|Subspecies:||L. s. domestica|
|Lonchura striata domestica
The society finch (North America) or Bengalese finch (elsewhere), Lonchura striata domestica or L. domestica, is a popular cage bird not found in the wild.
It is a member of the estrildid finch family. Many authorities call it a domestic form of the white-rumped munia (known in aviculture as the striated finch), at least probably, though some state that it originated as a hybrid of this species with others in the genus Lonchura. A DNA study found that it was more closely related to the white-rumped munia than either bird is to the zebra finch, the chestnut-breasted munia, or the "Silver Bill" (presumably the Indian silverbill), indicating that it originated from the white-rumped.

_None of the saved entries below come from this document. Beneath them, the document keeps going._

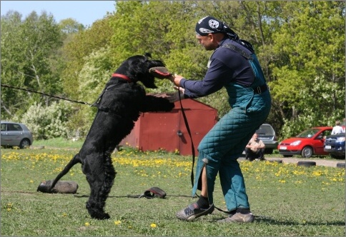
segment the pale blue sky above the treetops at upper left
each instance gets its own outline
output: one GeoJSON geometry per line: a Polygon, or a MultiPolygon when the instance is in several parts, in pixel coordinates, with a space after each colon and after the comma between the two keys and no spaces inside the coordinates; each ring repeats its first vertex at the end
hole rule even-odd
{"type": "Polygon", "coordinates": [[[8,11],[18,11],[22,19],[32,11],[54,16],[57,23],[62,19],[71,18],[84,26],[92,26],[94,21],[103,19],[107,11],[115,10],[115,1],[3,1],[1,0],[1,16],[8,11]]]}

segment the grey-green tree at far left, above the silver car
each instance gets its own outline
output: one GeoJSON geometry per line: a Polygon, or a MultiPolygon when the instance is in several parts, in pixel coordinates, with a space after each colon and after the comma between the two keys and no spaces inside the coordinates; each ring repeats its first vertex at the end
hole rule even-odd
{"type": "MultiPolygon", "coordinates": [[[[21,21],[20,14],[9,12],[1,19],[1,31],[2,82],[47,94],[59,93],[59,71],[53,69],[58,69],[54,53],[62,41],[53,16],[45,12],[38,16],[33,11],[21,21]]],[[[1,93],[8,116],[23,113],[34,101],[44,101],[46,105],[50,101],[47,96],[11,90],[1,93]]]]}

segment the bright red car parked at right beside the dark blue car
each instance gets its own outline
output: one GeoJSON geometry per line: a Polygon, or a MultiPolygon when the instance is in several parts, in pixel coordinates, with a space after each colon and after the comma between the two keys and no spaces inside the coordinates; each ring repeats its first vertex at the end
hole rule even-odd
{"type": "Polygon", "coordinates": [[[332,133],[332,127],[315,127],[303,131],[293,138],[287,138],[277,145],[277,150],[284,157],[301,155],[310,158],[314,155],[328,155],[323,151],[325,137],[332,133]]]}

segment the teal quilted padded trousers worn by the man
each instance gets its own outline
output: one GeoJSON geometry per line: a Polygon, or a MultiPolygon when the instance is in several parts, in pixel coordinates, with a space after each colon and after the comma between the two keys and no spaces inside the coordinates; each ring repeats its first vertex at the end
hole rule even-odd
{"type": "Polygon", "coordinates": [[[227,210],[249,208],[244,177],[237,158],[269,113],[270,104],[250,113],[244,109],[234,108],[214,125],[198,146],[199,155],[192,196],[195,195],[197,187],[200,189],[199,178],[205,166],[210,204],[214,203],[214,183],[219,173],[227,210]]]}

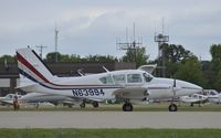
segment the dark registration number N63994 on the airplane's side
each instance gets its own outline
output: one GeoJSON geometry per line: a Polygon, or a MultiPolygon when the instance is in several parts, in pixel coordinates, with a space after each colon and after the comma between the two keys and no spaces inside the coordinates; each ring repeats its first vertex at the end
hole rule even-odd
{"type": "Polygon", "coordinates": [[[74,96],[104,96],[104,91],[97,88],[77,88],[72,89],[74,96]]]}

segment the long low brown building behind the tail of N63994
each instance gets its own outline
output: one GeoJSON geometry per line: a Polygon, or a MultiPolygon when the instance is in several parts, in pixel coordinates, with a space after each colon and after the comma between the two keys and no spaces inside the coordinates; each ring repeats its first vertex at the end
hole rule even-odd
{"type": "MultiPolygon", "coordinates": [[[[77,70],[84,73],[95,74],[105,72],[102,66],[108,71],[117,70],[134,70],[135,63],[110,62],[110,63],[49,63],[49,68],[54,75],[57,76],[77,76],[77,70]]],[[[17,63],[2,64],[0,63],[0,96],[8,93],[17,92],[15,87],[19,84],[19,71],[17,63]]]]}

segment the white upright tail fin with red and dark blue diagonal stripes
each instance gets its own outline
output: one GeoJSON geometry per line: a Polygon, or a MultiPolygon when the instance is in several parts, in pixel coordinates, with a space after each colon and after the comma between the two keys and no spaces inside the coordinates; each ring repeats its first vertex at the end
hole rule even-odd
{"type": "Polygon", "coordinates": [[[17,60],[20,77],[23,75],[35,83],[50,83],[54,79],[49,67],[32,49],[17,50],[17,60]]]}

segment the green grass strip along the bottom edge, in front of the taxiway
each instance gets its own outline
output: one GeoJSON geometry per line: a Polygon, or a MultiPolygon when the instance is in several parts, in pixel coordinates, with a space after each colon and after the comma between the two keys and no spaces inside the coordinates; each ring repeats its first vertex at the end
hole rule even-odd
{"type": "Polygon", "coordinates": [[[221,129],[0,129],[0,138],[220,138],[221,129]]]}

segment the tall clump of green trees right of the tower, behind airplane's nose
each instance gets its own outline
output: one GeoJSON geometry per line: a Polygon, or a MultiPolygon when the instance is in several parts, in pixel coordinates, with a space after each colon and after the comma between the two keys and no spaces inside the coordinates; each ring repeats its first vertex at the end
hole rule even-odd
{"type": "MultiPolygon", "coordinates": [[[[162,44],[166,77],[198,84],[203,88],[221,91],[221,44],[210,46],[211,61],[200,61],[182,45],[162,44]]],[[[154,63],[157,63],[157,59],[154,63]]]]}

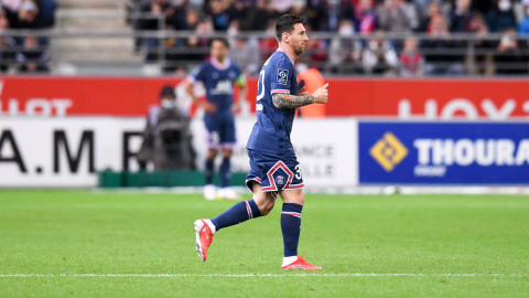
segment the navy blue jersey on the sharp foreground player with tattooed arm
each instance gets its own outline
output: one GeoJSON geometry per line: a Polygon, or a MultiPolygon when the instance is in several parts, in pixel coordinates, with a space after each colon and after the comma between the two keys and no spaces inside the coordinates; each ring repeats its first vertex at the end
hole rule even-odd
{"type": "Polygon", "coordinates": [[[294,62],[279,49],[264,63],[259,73],[257,91],[257,123],[251,130],[247,148],[279,156],[291,156],[290,141],[295,109],[277,108],[272,94],[298,94],[294,62]]]}

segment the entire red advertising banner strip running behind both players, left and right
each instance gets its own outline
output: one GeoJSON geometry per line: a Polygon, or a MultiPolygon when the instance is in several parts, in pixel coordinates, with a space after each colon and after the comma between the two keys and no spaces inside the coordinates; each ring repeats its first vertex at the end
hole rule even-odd
{"type": "MultiPolygon", "coordinates": [[[[0,115],[142,116],[183,78],[0,77],[0,115]]],[[[327,116],[508,119],[529,116],[529,79],[328,78],[327,116]]],[[[250,103],[257,78],[249,79],[250,103]]],[[[253,106],[253,105],[252,105],[253,106]]]]}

While two males may not get along without other company, it has been found the best "pairing" for fostering is to use two males, this works better than either two females or a male and female pairing. Two males will usually accept eggs, or even partly grown young without any hesitation.
These birds like to be close together and tend to all roost in one nest if kept in a group. In an aviary they lay eggs and crowd into a single nest, interfering with incubation (which is performed by the female and lasts 16 days) or damaging the eggs. Thus they breed better if kept as single pairs in individual breeding boxes. This sociability is also responsible for their American name of "society finch".
Bengalese finches are quite easy to look after. They are also quite easy to breed provided they are properly sexed. Obtaining a female-male pair can present a difficulty because both sexes look similar. However, it is possible to determine gender by behavior since males tend to display to females. One method to sex Bengalese is to place a single bird in a small cage completely isolated it from its own kind (both sight and hearing) and after several hours then introduce another Bengalese to the cage. If the first bird is a male it will immediately display to the newcomer. Unfortunately this does not necessarily mean the introduced bird is a female. But if the first bird does not display it is almost certainly a hen.
They are generally given a diet of seeds, such as millets and canary seed, and greens. They will not usually take live-foods, but it has been found they will often accept housefly pupae, which they crack like seeds. This is particularly useful if they are being used to foster species that require a high protein component to be successfully reared.